It's not clear at all, and it certainly is not what I meant. To simply say to someone you may not be aware of, be exposed to, have the necessary or prerequisite context to understand something, can be said of anyone perceived as not really grasping what is being spoken about, without it being an insult to their intelligence. Someone easily can say the same thing to me depending on what it is they are trying to explain to me that I am not "getting". That's just a common reality for any of us.
If I actually thought you had comprehension problems, as if your brain were somehow defective or incapable of understanding, I would not have been spending the amount of energy and time into communicating these things with you! I'd just go, "Oh, he's not very bright," and politely not waste my time or yours any further. I would have probably only posted one or two posts and moved on.
So please understand, I am not belittling your intelligence in saying you don't get something. I am saying that for a very simple reason. You aren't getting what I am saying. And the evidence of that is because in the vast majority of your responses to me you restate what you think I am saying, and it's
not accurate at all. That means you aren't getting what I said. Not that you're not capable of it.
I believe you could be, but it require deconstructing these assumptions of reality that have been conditioned into our minds. But underlying that is the desire to move beyond those assumptions to investigate truth. Most people aren't comfortable doing that, as it does have the effect of shaking lose how we believe about things. Pretty much the same sort of thing like that shaking lose of our long-held beliefs and assumptions when we realize that the myths of the Bible aren't historical and scientific facts. It's the same thing being applied to the "rationalist" model of reality, as opposed to the "mythic" model of reality. Both are models of the mind.
What my posts are is to demonstrate how these are essentially doing both the same function, in the same ways, just with different sets of symbols. It's still the same thing.

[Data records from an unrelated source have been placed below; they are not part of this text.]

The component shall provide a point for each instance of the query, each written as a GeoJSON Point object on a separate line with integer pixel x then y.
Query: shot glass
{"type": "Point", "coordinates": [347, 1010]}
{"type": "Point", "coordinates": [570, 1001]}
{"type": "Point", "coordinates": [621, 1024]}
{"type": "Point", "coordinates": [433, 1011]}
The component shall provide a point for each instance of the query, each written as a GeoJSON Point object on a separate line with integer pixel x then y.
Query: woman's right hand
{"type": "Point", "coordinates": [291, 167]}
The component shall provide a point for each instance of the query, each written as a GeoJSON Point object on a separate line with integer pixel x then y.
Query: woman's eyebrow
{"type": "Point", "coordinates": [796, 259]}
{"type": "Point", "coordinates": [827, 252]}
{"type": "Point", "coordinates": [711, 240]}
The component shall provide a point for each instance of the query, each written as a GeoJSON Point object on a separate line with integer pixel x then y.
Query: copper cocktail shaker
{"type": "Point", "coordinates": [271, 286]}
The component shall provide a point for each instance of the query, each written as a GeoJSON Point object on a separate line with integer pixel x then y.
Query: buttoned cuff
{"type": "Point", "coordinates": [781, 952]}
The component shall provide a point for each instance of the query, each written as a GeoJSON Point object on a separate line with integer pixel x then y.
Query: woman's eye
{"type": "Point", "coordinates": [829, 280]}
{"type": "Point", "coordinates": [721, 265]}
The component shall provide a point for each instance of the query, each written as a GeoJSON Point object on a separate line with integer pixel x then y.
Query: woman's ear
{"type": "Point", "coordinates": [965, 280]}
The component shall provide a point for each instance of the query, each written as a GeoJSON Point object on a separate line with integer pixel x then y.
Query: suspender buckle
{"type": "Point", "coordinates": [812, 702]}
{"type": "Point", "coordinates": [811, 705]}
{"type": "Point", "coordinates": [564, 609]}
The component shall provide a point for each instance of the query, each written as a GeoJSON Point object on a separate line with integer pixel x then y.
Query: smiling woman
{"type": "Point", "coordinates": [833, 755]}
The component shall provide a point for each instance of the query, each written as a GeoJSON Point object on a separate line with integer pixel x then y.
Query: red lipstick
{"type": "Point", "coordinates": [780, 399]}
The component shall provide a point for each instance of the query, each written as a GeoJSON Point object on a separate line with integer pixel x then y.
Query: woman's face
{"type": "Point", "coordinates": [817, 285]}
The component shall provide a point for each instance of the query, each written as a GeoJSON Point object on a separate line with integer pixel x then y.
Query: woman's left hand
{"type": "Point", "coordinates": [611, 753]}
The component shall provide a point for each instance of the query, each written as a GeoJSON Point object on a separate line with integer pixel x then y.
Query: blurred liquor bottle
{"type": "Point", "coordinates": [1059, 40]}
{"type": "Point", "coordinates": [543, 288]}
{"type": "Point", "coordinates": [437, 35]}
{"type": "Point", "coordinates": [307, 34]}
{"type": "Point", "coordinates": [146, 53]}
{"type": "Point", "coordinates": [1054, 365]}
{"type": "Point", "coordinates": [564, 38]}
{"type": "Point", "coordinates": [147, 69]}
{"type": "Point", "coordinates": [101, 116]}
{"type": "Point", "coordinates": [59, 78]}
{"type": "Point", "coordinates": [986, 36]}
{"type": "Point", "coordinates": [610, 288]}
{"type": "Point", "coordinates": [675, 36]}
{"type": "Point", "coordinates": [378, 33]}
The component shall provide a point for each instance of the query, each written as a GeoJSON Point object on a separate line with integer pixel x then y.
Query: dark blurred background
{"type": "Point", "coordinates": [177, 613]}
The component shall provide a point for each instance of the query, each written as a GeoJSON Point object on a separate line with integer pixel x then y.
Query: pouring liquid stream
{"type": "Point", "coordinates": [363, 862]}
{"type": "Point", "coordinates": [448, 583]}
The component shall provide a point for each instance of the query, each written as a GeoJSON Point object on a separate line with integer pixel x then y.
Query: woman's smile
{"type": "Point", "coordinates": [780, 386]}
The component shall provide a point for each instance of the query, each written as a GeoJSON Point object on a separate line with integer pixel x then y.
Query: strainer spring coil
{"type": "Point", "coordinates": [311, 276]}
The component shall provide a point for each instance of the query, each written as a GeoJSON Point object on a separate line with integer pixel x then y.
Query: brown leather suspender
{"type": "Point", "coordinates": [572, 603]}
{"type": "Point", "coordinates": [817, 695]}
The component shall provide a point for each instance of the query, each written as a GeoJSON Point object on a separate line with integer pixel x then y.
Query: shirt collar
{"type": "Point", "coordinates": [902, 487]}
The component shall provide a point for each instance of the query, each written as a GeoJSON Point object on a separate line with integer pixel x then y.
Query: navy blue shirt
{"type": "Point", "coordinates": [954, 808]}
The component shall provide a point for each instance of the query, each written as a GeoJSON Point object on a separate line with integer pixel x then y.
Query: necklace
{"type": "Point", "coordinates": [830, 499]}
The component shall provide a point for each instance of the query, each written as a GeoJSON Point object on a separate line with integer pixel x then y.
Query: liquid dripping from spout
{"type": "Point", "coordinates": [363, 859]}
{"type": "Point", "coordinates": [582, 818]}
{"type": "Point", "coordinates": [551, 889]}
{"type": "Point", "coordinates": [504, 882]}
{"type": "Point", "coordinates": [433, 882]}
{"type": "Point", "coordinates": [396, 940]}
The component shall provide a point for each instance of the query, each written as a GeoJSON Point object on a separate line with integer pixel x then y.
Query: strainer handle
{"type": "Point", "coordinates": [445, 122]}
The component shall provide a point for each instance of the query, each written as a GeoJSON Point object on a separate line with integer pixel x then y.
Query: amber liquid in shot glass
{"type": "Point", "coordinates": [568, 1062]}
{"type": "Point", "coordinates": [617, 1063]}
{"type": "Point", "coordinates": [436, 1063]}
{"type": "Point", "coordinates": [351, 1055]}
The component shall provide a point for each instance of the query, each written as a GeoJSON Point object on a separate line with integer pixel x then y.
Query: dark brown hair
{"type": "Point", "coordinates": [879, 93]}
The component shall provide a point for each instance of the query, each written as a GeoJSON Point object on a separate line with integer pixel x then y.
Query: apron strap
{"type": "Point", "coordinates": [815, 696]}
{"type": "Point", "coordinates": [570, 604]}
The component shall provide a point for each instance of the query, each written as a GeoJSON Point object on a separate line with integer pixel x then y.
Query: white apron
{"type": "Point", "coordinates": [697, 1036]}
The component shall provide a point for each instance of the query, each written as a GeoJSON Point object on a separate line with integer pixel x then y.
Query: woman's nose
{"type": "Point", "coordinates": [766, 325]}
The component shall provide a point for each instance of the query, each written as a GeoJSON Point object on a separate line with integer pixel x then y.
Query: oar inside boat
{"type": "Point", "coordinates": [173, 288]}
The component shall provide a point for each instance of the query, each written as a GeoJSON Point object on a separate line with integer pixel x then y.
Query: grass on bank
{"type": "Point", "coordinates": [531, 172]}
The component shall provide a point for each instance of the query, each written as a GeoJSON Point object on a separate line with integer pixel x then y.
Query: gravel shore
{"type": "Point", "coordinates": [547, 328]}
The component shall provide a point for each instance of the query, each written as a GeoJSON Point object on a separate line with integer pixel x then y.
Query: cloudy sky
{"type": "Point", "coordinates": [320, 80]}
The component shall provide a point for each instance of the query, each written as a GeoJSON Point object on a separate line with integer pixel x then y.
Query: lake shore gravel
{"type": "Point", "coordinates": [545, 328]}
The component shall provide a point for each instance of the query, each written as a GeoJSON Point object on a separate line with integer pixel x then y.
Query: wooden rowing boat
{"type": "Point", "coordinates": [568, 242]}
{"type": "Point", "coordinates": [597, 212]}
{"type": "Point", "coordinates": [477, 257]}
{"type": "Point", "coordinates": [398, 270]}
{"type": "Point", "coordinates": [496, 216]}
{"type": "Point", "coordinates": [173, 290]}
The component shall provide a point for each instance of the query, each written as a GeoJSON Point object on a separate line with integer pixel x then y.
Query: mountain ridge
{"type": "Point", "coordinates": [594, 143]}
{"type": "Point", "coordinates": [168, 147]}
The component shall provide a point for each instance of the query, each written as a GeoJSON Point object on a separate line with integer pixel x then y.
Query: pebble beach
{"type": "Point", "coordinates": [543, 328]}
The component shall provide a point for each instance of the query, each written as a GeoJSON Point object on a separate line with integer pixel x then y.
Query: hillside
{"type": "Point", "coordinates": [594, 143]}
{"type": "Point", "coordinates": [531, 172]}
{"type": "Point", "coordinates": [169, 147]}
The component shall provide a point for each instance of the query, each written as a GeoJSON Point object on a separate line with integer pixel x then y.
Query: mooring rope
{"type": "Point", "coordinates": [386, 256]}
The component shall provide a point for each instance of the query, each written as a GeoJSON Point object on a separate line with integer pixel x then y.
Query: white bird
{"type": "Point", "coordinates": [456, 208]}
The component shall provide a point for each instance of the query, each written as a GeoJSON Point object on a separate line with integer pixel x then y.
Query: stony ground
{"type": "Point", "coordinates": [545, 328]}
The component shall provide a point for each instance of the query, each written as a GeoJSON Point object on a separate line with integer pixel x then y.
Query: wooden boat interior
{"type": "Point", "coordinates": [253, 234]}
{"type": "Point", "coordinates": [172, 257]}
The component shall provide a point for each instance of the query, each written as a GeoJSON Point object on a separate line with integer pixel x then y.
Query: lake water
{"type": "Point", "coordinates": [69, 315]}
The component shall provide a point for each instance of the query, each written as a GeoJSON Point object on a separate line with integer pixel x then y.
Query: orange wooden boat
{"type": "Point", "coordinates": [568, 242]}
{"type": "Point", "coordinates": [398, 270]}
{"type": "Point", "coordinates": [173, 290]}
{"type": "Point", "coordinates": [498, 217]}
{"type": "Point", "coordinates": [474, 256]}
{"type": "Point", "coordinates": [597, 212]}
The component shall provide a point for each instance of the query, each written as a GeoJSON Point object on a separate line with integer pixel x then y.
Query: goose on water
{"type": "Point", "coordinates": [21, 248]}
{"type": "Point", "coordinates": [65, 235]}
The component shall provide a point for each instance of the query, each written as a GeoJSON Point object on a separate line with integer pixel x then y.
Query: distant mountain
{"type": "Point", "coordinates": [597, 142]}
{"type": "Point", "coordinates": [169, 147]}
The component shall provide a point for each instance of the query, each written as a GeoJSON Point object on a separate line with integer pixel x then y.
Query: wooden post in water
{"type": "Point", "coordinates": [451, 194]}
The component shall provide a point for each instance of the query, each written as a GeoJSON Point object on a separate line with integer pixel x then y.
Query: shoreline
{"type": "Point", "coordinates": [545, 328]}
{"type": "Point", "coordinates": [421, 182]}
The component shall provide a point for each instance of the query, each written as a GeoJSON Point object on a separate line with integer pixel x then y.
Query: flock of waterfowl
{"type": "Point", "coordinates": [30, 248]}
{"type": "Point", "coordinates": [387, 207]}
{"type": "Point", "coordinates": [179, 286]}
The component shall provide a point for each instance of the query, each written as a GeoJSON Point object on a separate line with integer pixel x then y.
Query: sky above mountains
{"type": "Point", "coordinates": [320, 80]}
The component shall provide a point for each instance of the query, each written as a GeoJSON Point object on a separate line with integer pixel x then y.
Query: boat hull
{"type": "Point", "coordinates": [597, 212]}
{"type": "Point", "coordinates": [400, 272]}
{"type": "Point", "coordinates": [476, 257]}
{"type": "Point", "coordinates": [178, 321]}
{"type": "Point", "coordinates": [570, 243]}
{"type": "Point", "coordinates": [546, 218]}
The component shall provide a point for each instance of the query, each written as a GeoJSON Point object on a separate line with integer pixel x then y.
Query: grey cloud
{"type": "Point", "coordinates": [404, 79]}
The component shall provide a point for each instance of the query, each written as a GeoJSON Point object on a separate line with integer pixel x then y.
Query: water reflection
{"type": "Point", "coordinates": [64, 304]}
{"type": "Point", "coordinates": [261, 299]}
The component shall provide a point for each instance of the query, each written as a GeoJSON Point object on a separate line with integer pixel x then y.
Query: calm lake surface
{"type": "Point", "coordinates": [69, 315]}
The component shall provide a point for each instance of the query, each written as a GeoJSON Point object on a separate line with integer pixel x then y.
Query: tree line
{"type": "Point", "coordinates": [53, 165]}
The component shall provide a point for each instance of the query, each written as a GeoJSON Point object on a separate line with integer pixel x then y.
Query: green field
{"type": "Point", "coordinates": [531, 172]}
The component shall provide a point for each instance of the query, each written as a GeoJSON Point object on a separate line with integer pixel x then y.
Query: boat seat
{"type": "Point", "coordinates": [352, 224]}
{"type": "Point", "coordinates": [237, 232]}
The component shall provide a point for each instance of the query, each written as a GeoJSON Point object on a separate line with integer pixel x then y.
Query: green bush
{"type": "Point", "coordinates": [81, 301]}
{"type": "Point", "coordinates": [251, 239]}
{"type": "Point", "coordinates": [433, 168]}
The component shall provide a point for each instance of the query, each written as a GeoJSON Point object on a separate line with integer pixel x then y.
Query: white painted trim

You see, that's interesting to me. Your reaction to things he says is the same as to me! Are we both this ego-driven creature you imagine those who challenge your ideas of reality must be, because who else but someone with defects would think like us? I find his posts informative to me, as they fit into how I have of my own accord come to see these things. It's really one thing he and I, and numerous others on this site I could name have in common. Context. The context of experience. And oddly enough, we all come to see the same things.
The one thing we do all have in common is not ego-gratification. The exact opposite is the truth. We have ego-recognition. We see and understand what the human ego is and what it does, and out of a genuine desire for truth, release the ego. That is what meditation is for. Transcending the ego. Getting it out of the way. As it is the ego that is responsible for clouding reality. It is freedom from the voices of the ego that liberate us to see reality without that narcissistic lens colorizing everything.
From your perspective you seem to have to see it that way, because frankly that is the only context you have to look at it from. It's what it would be for you. It's a projection. And
I do not mean that as an insult to you, but as a simple recognition of how our minds work.
What is relevant is when I do answer your question in good faith, and your response is something like I'm an egotist looking for groupies, that is relevant. That is saying you aren't actually interested in understanding my response. That is disappointing intellectually to me, to say the very least. Can you understand how you sound to me?
So the question I have of you is can you respond to me, and others, without the rhetorical, insulting insinuations that we are "egotists seeking groupies" and other undeserved and unbecoming nonsense in these discussions? That is my only criteria here. That you show me personal respect. If you fail once more in this, then you'll be written off permanently, and you will bear full responsibility for that.
It very much does. Yes. It details how the mind takes in information and process it. Do you have any basis to dispute otherwise? Can you share that? I'm always interested in other researchers points of view of these matters.
I think it is hard for us to think in terms like this because it goes against our habituated ways of thinking about things. No, it's not easy to see the eyes that are seeing. That's the point. And 'biased beliefs"? Nonsense. Has nothing to do with this. Is it really necessary to inject that sort of "you're fat and ugly too," type responses into these discussions?
They are challenges to our normal assumptions about reality. So yes, they do require some deeper considerations. I've spent years doing just that, rather than being quick to dismiss them out of hand because they sound so "foreign" to may "normal" ways of thinking about things. It does require effort. No doubt about that.
Ah, but the simplicity is there. The complexity is only there because it takes assumptions of reality we have not examined, and breaks them apart for examination. It's only complex, because the mind has it's hooks into our views of reality and it becomes necessary to pry loose those fingers which are tightly gripping it, in order to go deeper into understanding with one's whole being.
It is complex to examine the mind and its habits. But once you realize all of that is an illusion, then all this becomes quite simple. The entire universe can be understood in a single drop of rain. It moves beyond intellectualizing all of this, into the simple state of being, which is the mystical realization.